Moroccan royal family member (born 1937)

Princess Lalla Lamia of Morocco (الأميرة لالة لمياء; born 4 August 1937, Beirut) is a Lebanese-born member of the Moroccan royal family. She is the widow of Prince Moulay Abdallah of Morocco and the mother of Prince Moulay Hicham, Princess Lalla Zineb, Prince Moulay Ismail

== Biography ==
Born in Beirut on 4 August 1937, Lamia is the second-born of the five daughters of Riad Al Solh, the country's prime minister, and his wife Fayza al-Jabiri. When she was 14 years old, her father was assassinated in an attack by members of the Syrian Social Nationalist Party. She studied at the La Sorbonne university in Paris and graduated in 1959 with a bachelor's degree in French language and literature.

== Patronage ==
She has served as president of the Alaouite Organization for the Promotion of the Blind in Morocco (OAPAM) since its creation in 1967.

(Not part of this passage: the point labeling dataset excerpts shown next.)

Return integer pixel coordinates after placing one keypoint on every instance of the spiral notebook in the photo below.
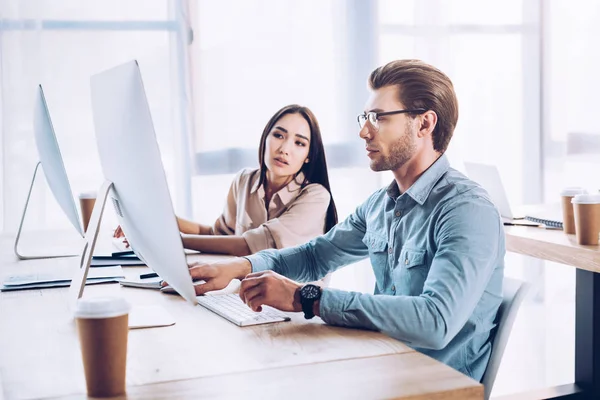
(549, 223)
(548, 215)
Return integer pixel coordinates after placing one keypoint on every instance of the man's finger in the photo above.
(203, 288)
(200, 272)
(256, 303)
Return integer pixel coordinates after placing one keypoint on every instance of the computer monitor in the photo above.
(133, 170)
(54, 170)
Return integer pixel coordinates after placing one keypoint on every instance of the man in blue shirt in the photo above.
(434, 238)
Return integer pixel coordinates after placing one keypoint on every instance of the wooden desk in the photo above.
(555, 245)
(203, 355)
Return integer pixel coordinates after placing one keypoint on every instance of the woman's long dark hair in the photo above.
(315, 170)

In December 2023, she was honored in Rabat by the Baouabate Fès Association for her lifelong commitment to the social integration of blind and visually impaired individuals. Since 1967, she has led the OAPAM, establishing 13 centers nationwide that provide free education from primary to high school levels. These initiatives empower visually impaired individuals to actively participate in civil life.
== Marriage ==
Lamia met her future husband Prince Moulay Abdallah in Paris in 1957, while she was a student at La Sorbonne. They were engaged in Beirut on 5 November 1959. Their marriage took place in Rabat, on 9 November 1961, in a double nuptial ceremony with Latifa Amahzoune, the bride of her brother-in-law King Hassan II. Following her entry into the royal family, she became Lalla Lamia and Hassan II granted her the title of Princess and the style of Her Highness. Three children were born from their union:

- Prince Moulay Hicham (4 March 1964);
- Princess Lalla Zineb;
- Prince Moulay Ismail (31 December 1981).

== Title ==

- 4 August 1937 – 9 November 1961: Miss Lamia Al Solh
- 9 November 1961 – present: Her Highness Princess Lalla Lamia

== Honours ==

- Morocco: Order of Muhammad, 2nd Class (2007).